PARIS (AP) — World War I veteran Louis de Cazenave died Sunday at age 110, his son said, leaving just one known French survivor of the 1914-1918 conflict.

De Cazenave, who took part in the Battle of the Somme, died in his home in Brioude in central France, said his son, also named Louis de Cazenave.

"He died at his house, in his sleep, without suffering," the son said by telephone. He said his father was to be buried Tuesday in Brioude.

The last known French veteran of World War I — known as "poilus," meaning hairy or tough — is Lazare Ponticelli, also 110.

Born Oct. 16, 1897, de Cazenave was called up to fight in 1916 and served in different infantry regiments before joining an artillery unit in January 1918, according to a statement from the French president's office.

De Cazenave took part in the Battle of the Somme in 1916, in which more than a million soldiers died, and in the liberation of France from German forces, the statement said.

"His death is an occasion for all of us to think of the 1.4 million French who sacrificed their lives during this conflict, for the 4.5 million wounded, for the 8.5 million mobilized," President Nicolas Sarkozy said in a statement.

"This generation has only one remaining representative today."


----------



## Wayne Little (Jan 22, 2008)




----------



## DerAdlerIstGelandet (Jan 22, 2008)




----------



## ToughOmbre (Jan 22, 2008)

TO


----------



## magnocain (Jan 22, 2008)

> And now there is only 1 French veteran left!


that exclimation mark almost 'sounds' derogitiveitory.


----------



## syscom3 (Jan 22, 2008)

> ....derogitiveitory.


----------



## Arsenal VG-33 (Jan 22, 2008)

R.I.P. Poilu.

That leaves only one left with a confirmed combat history, and he has refused an offer of a huge national funeral saying it would be unjust to all of his comrades killed during the war.

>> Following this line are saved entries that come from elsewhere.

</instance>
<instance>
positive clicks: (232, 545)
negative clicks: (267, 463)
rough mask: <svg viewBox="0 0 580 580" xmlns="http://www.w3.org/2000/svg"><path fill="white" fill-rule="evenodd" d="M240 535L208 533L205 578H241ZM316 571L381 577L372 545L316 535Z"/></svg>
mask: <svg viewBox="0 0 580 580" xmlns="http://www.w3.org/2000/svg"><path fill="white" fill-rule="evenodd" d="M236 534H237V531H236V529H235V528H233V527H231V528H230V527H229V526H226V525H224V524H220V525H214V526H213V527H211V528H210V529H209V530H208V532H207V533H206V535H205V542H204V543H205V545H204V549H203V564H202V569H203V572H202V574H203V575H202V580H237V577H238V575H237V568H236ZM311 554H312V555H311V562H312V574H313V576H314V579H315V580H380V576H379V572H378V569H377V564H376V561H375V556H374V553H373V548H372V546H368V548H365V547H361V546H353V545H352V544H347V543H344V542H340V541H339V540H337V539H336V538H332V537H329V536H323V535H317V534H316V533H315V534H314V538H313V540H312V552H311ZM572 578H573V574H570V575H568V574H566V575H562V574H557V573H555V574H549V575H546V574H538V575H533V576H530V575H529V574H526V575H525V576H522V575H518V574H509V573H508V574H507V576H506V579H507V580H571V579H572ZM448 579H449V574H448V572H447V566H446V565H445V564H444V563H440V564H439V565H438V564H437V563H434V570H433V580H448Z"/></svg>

I'm proud to have been able to know a few of them during my younger years.


----------



## Thorlifter (Jan 22, 2008)

What the hell is a derogitiveitory?


----------



## DerAdlerIstGelandet (Jan 23, 2008)

magnocain said:


> derogitiveitory.



Would you care to explain what that word means?


----------



## Njaco (Jan 23, 2008)

I think he means derogatory.


----------



## DerAdlerIstGelandet (Jan 23, 2008)

Yeah I figured that, but I thought I would give him **** anyhow.


----------



## syscom3 (Jan 23, 2008)

How could anyone think that an exclamation point is an insult?


----------



## ToughOmbre (Jan 23, 2008)

TO


----------



## DerAdlerIstGelandet (Jan 23, 2008)

To syscom:

!!!!!!!!!!!!!!!!!!!!!!!!!!!!!!!!!!!!!!!!!!!!!!!!!!!!!!!!!!!!!!!!!!!!!!!!!!!!!!!!!

Did I hurt your fealings?


----------



## syscom3 (Jan 23, 2008)

DerAdlerIstGelandet said:


> To syscom:
> 
> !!!!!!!!!!!!!!!!!!!!!!!!!!!!!!!!!!!!!!!!!!!!!!!!!!!!!!!!!!!!!!!!!!!!!!!!!!!!!!!!!
> 
> Did I hurt your fealings?



 

Im going to sing the song "feelings, whooow whooow whoow feelings ....."


----------



## DerAdlerIstGelandet (Jan 23, 2008)

Ooops Typo....



Thats a pretty hard one to make too, since the e is not really next to the a....


----------



## magnocain (Jan 23, 2008)

ok,ok,ok
It could be interprited as if you are excited (and happy) that there is only 1 _French_ (who are genrally not liked) vetran left.
But now i see that that was not your intention.

Im a horible speler.


----------



## DerAdlerIstGelandet (Jan 24, 2008)

magnocain said:


> Im a horible speler.



I hope this is not an indication of the United States education system....


----------



## magnocain (Jan 25, 2008)

Well...i go to privite school.


----------



## DerAdlerIstGelandet (Jan 26, 2008)

God help us all!


----------



## Lucky13 (Jan 26, 2008)




----------